According to Sperling’s Best Places, a website that tracks housing, income and other community data nationwide, the median home price in Skagway is $387,000. While most of the homes in Skagway are assuredly worth that cost, it’s not likely a new family coming to town will be able to foot that bill, pay for the move and settle in efficiently — assuming a house was available on the market.
That’s not even taking into account lower-income workers in Skagway. Every community has people who don’t make as much money, but still need enough to live and thrive otherwise they leave the community.
These are the people who rely on rentals in order to live in the community. Too often, these workers shift housing every six months in Skagway.

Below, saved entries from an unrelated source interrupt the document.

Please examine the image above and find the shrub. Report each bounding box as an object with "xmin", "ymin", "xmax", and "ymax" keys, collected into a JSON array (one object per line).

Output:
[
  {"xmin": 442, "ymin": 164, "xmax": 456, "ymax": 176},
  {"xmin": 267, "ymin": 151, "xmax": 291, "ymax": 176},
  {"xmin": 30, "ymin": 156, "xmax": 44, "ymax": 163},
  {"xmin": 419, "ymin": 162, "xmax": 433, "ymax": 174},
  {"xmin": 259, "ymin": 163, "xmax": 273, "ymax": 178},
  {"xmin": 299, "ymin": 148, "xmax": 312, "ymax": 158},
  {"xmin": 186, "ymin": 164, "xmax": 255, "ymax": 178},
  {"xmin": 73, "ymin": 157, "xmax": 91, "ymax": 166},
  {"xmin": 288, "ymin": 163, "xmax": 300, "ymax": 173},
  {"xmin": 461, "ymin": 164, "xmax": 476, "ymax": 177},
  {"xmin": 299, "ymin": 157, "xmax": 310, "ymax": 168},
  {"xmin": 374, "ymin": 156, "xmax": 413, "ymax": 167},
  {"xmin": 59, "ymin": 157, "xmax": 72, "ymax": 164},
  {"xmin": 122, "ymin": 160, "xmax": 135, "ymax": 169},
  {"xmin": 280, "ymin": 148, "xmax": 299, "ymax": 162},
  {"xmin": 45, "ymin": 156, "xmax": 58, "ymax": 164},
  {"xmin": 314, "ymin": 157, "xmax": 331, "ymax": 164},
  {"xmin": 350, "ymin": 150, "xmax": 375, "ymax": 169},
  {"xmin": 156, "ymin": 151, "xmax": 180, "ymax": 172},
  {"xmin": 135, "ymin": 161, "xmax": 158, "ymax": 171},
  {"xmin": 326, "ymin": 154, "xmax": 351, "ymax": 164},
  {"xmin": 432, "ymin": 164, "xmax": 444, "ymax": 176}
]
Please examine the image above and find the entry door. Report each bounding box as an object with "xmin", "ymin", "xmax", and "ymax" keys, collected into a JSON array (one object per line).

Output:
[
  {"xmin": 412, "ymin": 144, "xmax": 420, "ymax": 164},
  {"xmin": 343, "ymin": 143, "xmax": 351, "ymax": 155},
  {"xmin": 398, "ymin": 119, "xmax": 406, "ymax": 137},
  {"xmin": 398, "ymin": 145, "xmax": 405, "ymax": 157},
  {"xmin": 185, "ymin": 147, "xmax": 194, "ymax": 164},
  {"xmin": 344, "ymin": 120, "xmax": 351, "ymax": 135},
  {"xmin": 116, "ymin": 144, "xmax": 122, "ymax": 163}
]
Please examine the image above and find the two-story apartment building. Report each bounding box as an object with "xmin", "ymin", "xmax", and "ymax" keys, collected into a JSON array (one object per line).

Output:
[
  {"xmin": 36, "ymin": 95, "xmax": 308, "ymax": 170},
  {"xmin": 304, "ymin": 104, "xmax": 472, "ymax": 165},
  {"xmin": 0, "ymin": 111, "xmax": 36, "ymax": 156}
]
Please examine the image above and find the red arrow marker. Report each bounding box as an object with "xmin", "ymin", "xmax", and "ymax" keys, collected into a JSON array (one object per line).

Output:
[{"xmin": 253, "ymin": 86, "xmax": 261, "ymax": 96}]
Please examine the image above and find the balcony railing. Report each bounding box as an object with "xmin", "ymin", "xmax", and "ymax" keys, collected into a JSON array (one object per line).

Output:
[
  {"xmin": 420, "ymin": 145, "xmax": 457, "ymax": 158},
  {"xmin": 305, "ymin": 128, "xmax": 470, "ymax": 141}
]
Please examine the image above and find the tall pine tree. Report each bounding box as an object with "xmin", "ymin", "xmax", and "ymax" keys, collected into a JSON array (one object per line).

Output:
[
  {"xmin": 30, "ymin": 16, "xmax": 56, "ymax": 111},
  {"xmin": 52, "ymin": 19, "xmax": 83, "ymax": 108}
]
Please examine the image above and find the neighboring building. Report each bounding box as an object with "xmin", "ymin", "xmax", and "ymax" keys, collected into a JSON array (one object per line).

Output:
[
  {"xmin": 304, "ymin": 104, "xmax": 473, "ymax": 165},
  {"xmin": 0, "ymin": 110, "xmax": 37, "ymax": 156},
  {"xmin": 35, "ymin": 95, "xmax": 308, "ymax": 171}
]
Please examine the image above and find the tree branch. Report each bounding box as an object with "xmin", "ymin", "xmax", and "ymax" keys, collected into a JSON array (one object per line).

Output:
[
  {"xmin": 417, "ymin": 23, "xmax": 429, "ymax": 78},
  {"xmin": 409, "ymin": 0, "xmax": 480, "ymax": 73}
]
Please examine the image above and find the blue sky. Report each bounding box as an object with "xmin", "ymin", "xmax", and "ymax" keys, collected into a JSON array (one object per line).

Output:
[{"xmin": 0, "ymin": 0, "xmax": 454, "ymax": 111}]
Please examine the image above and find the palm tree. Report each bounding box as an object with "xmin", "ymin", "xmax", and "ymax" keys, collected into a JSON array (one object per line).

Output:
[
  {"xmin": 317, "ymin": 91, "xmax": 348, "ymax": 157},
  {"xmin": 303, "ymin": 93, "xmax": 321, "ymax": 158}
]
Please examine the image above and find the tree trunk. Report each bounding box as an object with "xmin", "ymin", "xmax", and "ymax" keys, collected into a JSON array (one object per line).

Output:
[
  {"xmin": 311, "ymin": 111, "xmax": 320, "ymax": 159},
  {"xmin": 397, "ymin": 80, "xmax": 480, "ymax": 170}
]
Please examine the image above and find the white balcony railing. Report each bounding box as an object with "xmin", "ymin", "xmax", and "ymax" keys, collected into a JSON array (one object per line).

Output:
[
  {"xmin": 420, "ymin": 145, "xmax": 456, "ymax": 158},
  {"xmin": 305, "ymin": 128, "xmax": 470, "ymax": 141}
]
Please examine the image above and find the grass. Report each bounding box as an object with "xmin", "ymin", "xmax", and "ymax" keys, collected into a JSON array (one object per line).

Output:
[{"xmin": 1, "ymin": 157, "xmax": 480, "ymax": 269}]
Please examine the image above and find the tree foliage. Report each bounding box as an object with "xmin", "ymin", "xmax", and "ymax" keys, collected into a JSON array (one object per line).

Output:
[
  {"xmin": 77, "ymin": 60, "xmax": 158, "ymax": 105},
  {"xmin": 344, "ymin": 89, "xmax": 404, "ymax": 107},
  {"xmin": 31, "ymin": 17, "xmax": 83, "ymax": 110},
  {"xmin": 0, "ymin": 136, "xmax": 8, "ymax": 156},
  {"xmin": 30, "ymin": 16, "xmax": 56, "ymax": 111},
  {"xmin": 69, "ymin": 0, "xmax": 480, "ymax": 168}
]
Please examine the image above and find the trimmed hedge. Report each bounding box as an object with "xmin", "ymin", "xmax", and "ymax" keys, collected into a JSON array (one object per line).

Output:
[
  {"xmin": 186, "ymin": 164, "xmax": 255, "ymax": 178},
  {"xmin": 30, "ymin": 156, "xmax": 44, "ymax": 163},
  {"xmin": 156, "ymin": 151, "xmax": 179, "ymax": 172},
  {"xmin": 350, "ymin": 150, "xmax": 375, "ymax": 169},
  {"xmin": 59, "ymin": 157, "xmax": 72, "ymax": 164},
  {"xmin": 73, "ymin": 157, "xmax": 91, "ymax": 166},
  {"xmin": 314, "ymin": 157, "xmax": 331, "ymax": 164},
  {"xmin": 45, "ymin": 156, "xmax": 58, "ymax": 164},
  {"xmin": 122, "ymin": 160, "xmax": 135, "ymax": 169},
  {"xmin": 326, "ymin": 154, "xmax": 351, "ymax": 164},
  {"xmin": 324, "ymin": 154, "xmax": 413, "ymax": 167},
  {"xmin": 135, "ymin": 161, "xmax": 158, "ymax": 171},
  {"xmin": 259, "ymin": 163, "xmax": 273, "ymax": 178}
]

When you have your life ready to be boxed up to move every six months, what is preventing you from making a little bit bigger move to somewhere else when a better position comes up with an opportunity to actually live somewhere year-round?
What can Skagway do to combat this and encourage growth? While building new apartments for potential year-round residents would be fantastic, it’s clear that the municipality is putting its focus on seasonal residents and those with the cash flow to buy a house. That much has been abundantly clear as borough discussions over housing always come down to RV parks for our summer residents.
Maybe some rental oversight in the community could make a difference. For those individuals who have an apartment, is it such a foreign idea that it should have to live up to some codes put in place by the municipality? Those homeowners in Skagway deciding to rent out their properties should be held accountable for their condition.
The 2030 comprehensive plan is showing that Skagway’s biggest area of growth in population will be young families and elderly. While we can certainly attract people to come here, unless we start thinking about improving the housing situation for all, including long-term renters, we have no way of keeping them here. The small-town charm can only go so far before someone decides to live in a place they can reliably get a quality place to live that’s affordable.